The routine above allows us to compute $\text{Loss}$ and its partial derivatives for arbitrary values of the parameters a, o, w and h. Starting from an arbirary estimate, we can now use our iterative algorithm to register the model ellipse x onto the aorta y:

# Initialize the model's parameters with reasonable first guesses:
a,o = y.mean(0) + [45,30]  # As seen in Part 4, the best guess would be "y.mean(0)" and
w,h = 3*y.std(0)           # "4*y.std(0)", but our registration pipeline is robust :-)

lr = 25.  # Learning rate, which controls the step size in our descent

plt.figure(figsize=(15,10))  # Rectangular blackboard
save_its = [0,1,3,5,10,50]   # Iterations that we want to display

for i in range(51) :         # Loop on i = [0, 1, 2, ..., 50]
    
    # Gradient descent ------------------------------------
    # Compute the "Energy Distance" and its partial derivatives:
    loss, g_a,g_o, g_w,g_h = loss_and_gradient(x_0, y, a,o, w,h)
    a = a - lr*g_a ; o = o - lr*g_o  # Update the ellipsoid's position
    w = w - lr*g_w ; h = h - lr*g_h  # Update the ellipsoid's shape
    
    # Fancy display ---------------------------------------
    print("{:.4f}".format(loss), end=", ")  # Monitor the descent
    if i % 10 == 0 : print("")              # Break line every ten iterations
    
    if i in save_its :
        plt.subplot(2,3,save_its.index(i)+1)  # Display iterations in a 2x3 waffle plot
        x = move(x_0, a,o, w,h)               # Re-compute the model point cloud...
        plt.scatter(x[:,0], x[:,1], s=4, c="orange")  # and display it in orange.
        plt.scatter(y[:,0], y[:,1], s=4, c="red")     # The target is in red...
        plt.imshow(I, cmap="gray")            # and the raw data, in the background.
        plt.axis([240,310,240,310])           # Crop the view around the aorta
        plt.title("Iteration {}".format(i))   # Set the subfigure's title
        plt.gca().invert_yaxis()              # The y-axis points towards the bottom
        
print("Done.")
print("width = {:0.2f} pixels, height = {:0.2f} pixels".format(w,h))

44.9195, 
20.1068, 0.9545, 0.4262, 0.2104, 0.1092, 0.0586, 0.0326, 0.0189, 0.0116, 0.0077, 
0.0056, 0.0045, 0.0038, 0.0035, 0.0033, 0.0032, 0.0032, 0.0031, 0.0031, 0.0031, 
0.0031, 0.0031, 0.0031, 0.0031, 0.0031, 0.0030, 0.0030, 0.0030, 0.0030, 0.0030, 
0.0030, 0.0030, 0.0030, 0.0030, 0.0030, 0.0030, 0.0030, 0.0030, 0.0030, 0.0030, 
0.0030, 0.0030, 0.0030, 0.0030, 0.0030, 0.0030, 0.0030, 0.0030, 0.0030, 0.0030, 
Done.
width = 23.44 pixels, height = 23.38 pixels

It works!

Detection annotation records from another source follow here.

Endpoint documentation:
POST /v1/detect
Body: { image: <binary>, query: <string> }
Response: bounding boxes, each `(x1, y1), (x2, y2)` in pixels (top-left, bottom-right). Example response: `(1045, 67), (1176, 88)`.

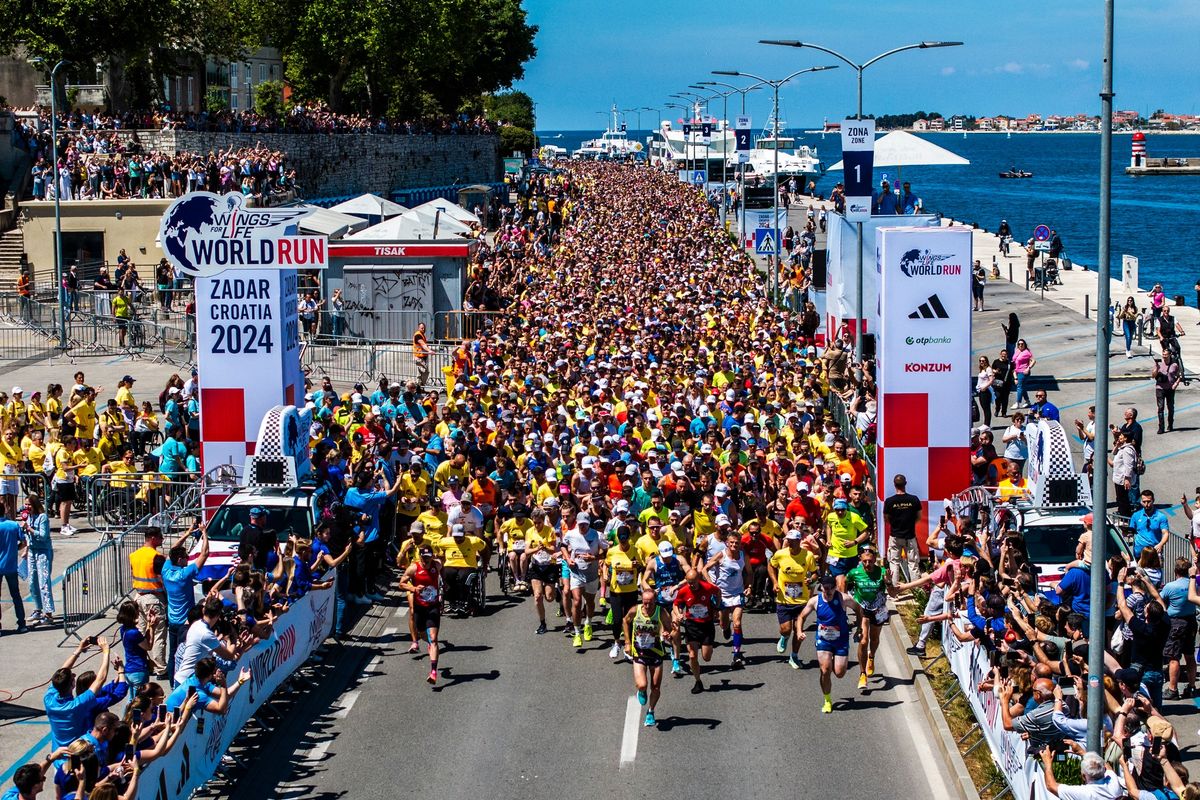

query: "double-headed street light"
(31, 56), (71, 350)
(713, 66), (838, 301)
(758, 38), (962, 361)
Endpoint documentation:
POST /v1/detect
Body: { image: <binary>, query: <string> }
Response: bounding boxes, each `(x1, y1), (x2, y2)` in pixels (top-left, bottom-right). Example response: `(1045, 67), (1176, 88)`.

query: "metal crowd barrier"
(62, 479), (206, 637)
(301, 338), (451, 387)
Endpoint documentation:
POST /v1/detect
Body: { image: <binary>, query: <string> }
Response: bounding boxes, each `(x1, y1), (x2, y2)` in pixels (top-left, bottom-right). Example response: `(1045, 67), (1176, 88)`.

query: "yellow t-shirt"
(605, 545), (642, 595)
(770, 547), (817, 606)
(500, 518), (536, 553)
(634, 528), (679, 564)
(826, 510), (866, 559)
(438, 536), (487, 570)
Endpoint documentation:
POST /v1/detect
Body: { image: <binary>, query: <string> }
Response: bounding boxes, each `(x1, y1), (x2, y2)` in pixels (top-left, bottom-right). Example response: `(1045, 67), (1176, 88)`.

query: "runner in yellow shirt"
(767, 530), (817, 669)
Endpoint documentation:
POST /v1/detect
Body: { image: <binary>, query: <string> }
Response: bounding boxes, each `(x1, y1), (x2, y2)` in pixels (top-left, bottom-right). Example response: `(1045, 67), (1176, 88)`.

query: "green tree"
(484, 91), (538, 131)
(254, 80), (283, 118)
(500, 125), (538, 158)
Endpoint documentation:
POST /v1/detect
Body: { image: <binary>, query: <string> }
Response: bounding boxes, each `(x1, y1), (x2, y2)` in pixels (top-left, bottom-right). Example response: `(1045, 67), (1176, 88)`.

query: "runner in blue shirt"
(1129, 489), (1171, 558)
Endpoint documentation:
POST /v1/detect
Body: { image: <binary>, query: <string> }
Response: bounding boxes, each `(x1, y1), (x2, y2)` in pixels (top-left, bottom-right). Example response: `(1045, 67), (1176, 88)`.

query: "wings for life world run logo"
(158, 192), (326, 277)
(900, 249), (962, 278)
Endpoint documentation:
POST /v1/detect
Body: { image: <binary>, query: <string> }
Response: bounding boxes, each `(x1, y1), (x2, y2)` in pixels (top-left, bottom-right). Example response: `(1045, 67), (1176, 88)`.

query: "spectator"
(0, 506), (29, 633)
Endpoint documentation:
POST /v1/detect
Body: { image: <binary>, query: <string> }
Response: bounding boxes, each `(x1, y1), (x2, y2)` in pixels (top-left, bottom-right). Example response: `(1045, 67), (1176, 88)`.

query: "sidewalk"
(0, 356), (187, 777)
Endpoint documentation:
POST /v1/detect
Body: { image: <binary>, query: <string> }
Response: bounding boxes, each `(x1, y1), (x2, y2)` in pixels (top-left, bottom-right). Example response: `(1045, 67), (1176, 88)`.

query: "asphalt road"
(221, 582), (952, 800)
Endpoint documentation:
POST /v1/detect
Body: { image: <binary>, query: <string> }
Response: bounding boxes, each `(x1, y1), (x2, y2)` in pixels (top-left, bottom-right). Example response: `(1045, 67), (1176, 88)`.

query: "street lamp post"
(713, 65), (835, 302)
(758, 38), (962, 361)
(697, 80), (762, 247)
(32, 58), (71, 349)
(1087, 0), (1121, 753)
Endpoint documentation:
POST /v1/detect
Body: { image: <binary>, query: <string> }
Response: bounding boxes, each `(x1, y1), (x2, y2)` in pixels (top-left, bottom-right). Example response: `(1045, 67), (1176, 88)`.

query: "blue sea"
(538, 131), (1200, 299)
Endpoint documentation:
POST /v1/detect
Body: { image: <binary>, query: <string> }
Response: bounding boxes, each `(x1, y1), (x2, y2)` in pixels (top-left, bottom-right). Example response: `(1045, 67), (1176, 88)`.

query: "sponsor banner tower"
(876, 228), (974, 548)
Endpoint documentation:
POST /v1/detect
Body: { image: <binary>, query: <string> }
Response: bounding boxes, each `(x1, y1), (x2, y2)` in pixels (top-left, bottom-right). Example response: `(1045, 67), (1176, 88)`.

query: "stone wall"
(114, 131), (500, 198)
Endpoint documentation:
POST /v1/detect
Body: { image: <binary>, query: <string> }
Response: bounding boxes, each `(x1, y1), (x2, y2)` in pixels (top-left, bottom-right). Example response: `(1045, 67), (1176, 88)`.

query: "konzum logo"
(900, 249), (962, 278)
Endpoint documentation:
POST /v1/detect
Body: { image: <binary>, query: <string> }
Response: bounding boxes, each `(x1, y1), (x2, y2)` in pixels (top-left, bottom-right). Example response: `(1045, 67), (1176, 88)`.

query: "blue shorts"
(815, 636), (850, 656)
(829, 555), (858, 577)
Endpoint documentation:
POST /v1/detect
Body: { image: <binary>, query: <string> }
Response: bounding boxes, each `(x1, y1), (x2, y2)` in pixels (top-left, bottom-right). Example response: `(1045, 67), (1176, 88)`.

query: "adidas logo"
(908, 294), (950, 319)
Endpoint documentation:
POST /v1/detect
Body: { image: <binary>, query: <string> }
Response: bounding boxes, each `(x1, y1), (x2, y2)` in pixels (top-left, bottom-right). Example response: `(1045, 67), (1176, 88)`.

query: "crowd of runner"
(2, 163), (1200, 799)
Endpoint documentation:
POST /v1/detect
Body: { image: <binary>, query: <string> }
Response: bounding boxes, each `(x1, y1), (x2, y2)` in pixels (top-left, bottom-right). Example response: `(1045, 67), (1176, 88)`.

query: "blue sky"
(516, 0), (1200, 130)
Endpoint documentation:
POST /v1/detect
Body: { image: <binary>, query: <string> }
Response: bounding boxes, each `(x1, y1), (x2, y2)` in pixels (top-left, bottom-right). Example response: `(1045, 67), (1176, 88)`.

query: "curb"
(888, 599), (980, 800)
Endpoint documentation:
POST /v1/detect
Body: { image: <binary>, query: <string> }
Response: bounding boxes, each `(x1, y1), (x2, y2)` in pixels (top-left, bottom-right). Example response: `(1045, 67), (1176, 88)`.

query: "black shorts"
(413, 603), (442, 633)
(1163, 616), (1196, 661)
(683, 619), (716, 646)
(526, 561), (560, 585)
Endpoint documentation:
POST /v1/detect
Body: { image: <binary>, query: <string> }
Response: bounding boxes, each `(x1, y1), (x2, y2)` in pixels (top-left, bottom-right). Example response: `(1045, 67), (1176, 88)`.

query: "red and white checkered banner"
(876, 227), (974, 547)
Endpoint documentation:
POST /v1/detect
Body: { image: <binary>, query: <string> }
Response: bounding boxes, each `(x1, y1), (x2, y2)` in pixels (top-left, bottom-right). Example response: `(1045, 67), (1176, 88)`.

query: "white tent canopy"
(413, 199), (480, 225)
(829, 131), (971, 170)
(347, 207), (470, 241)
(329, 194), (408, 219)
(296, 205), (367, 239)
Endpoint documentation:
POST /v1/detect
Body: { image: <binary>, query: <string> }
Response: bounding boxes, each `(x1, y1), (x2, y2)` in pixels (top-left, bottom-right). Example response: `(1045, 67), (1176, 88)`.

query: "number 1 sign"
(841, 120), (875, 222)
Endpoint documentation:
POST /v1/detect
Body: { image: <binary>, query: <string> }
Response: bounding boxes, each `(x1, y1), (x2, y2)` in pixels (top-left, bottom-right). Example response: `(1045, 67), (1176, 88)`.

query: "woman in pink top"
(1013, 339), (1038, 408)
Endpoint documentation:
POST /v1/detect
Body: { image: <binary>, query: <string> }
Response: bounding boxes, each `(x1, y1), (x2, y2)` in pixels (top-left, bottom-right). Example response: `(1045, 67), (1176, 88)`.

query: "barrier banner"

Even for sub-optimal initializations, the gradient of our $\text{Loss}$ function acts as a spring, which drives the model x (in orange) towards the target y (in red).

To remember: Optimization methods allow us to "fit" any set of parameters to a dataset by flowing along the gradient of a $\text{Loss}$ (or "Energy") function. These updates simulate what happens when a ball rolls along a slope, until reaching a basin centered around the target.

In this notebook, we used this algorithm to fit an ellipse onto an aorta. But in the next sessions of the Masterclass, you will see that this simple algorithm is also the standard method to fit the weights of a Convolutional "Neural Network" onto a specific database. When researchers speak about "machine learning" and "training", you should always remember that they refer to this simplistic, physics-based algorithm that generalizes linear regression to arbitrary $\text{Loss}$ functions.

Not one bit of "reflection" or "thought" is involved!